Discontinue treating new products and innovations as ‘projects’ or tracking them as if they are. Most of today’s project management techniques and tools are the linear descendants of 1950’s needs to build nuclear submarines for the Cold War, where each submarine took 7 years to design and launch. RAG reports and team meetings were easily incorporated in that long timeline. Replace a high-friction document-oriented, electronic file cabinet and email-centric process with a near real-time collaborative culture empowered by modern innovation acceleration tools. For those of us using the various Office tools, collaboration is still difficult. Approvals, idea clarity, financial and progress controls remain, but typically, in our experience, the right mix of culture and technology cuts end-to-end cycle time by at least 30% and with broader input and buy-in.

World-class companies have changed their thinking radically (or in the case of many newer companies, never had old-think to begin with). They moved from living in a predictable and calm inwardly focused world where they reacted to market changes expressed in columnar formats to living comfortably, as Complexity Science defines it, ‘on the edge of chaos …where rigid order and random chaos meet and generate [a high need for] adaptation, complexity and creativity’.
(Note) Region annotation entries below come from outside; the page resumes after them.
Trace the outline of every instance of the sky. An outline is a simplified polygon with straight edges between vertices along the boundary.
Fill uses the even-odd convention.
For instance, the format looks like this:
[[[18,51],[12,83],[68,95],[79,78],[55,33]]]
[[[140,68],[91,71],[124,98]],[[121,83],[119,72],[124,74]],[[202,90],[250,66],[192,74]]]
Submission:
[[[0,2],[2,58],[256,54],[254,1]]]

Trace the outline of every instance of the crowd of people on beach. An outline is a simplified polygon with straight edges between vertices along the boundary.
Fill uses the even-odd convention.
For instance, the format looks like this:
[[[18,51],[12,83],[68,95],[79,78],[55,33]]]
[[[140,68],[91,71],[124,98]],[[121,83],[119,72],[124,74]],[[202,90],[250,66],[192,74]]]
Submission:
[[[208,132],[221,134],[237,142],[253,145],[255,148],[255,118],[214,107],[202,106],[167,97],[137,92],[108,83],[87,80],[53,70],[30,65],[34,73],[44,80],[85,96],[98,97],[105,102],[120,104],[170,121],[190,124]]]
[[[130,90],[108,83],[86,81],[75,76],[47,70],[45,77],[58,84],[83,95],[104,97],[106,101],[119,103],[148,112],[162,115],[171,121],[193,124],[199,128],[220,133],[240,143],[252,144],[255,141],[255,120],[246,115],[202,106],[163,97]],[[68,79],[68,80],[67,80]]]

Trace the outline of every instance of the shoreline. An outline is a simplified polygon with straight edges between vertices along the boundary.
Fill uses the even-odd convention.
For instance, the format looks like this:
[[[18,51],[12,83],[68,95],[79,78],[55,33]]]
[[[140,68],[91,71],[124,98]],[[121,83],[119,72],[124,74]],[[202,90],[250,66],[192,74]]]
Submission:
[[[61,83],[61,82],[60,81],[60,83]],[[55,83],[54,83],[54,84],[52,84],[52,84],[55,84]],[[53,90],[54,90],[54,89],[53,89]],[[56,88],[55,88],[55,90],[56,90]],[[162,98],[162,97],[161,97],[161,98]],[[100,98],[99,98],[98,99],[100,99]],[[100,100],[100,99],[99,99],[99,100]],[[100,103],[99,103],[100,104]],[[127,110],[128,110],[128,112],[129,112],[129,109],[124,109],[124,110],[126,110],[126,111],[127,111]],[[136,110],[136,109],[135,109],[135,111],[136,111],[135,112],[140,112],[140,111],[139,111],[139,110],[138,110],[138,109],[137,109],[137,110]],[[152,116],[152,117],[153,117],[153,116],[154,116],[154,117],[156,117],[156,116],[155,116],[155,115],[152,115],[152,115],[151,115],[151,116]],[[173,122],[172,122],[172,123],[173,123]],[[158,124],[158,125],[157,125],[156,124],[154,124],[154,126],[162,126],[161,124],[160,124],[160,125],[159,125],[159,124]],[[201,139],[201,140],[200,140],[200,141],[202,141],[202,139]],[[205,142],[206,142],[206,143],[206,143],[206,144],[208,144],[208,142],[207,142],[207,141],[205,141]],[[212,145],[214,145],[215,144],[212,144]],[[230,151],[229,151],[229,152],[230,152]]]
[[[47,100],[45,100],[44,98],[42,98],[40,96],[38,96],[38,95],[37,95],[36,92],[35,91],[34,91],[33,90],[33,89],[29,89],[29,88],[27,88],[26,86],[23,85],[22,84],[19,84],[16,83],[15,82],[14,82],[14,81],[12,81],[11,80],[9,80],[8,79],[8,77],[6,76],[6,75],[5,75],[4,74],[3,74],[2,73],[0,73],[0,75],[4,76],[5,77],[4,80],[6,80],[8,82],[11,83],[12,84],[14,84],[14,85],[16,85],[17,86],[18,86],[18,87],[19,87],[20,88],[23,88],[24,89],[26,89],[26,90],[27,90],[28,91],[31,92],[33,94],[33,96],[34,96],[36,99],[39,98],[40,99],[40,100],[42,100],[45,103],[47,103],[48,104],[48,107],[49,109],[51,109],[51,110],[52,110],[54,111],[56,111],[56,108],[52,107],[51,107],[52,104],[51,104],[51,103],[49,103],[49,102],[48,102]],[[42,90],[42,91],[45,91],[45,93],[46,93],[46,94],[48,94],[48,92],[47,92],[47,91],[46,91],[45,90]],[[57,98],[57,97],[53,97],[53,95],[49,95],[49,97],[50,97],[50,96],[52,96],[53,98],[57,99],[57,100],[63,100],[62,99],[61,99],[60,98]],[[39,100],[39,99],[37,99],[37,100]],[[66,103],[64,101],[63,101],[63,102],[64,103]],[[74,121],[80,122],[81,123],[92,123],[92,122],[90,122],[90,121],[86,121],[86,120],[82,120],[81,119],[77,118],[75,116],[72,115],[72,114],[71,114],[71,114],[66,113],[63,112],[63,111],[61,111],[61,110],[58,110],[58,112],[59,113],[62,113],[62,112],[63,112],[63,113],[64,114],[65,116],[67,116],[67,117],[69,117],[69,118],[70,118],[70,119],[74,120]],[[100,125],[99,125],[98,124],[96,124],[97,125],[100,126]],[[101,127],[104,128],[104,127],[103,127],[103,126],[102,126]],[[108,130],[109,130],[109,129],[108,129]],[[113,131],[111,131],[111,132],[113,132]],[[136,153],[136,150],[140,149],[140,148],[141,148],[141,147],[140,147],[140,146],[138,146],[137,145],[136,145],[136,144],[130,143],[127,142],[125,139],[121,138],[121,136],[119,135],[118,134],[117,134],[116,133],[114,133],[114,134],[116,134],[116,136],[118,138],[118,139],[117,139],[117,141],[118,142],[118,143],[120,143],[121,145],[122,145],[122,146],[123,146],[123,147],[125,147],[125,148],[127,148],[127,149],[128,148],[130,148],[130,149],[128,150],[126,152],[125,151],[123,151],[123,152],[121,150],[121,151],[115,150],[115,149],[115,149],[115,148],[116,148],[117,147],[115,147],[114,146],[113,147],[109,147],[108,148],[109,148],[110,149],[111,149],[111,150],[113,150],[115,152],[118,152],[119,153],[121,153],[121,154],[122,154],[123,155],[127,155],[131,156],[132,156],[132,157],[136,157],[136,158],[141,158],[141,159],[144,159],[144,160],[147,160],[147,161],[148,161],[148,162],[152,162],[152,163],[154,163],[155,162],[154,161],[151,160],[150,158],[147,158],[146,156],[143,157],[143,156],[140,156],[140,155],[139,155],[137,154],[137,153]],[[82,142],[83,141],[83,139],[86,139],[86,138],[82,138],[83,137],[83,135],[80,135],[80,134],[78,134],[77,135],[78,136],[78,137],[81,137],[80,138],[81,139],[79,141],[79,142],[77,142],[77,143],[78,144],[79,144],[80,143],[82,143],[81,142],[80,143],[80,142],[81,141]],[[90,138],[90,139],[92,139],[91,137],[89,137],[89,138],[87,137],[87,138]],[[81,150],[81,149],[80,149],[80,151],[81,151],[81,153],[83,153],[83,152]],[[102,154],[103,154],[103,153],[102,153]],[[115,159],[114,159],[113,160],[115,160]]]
Adaptive companies have two distinct advantages over their competitors. First, they create the Edge of Chaos where their less nimble competitors are then forced to struggle. Secondly, they attract, retain and develop the least linear, most creative and adaptable employees who operate at near real-time, not email and meeting speeds. Their employee DNA matches the pace of their evolving markets.

Can established companies make this transition – some yes, and some no. We have seen mighty efforts leading to not much more than sloganeering followed by over-control and have participated in clear transformational success based on innovation acceleration techniques and technology. Replacing your Stage Gates process and controls allows you to use your competitors’ ‘rigid and stiff’ cultures against them. Let them live inside their process while you invent the future.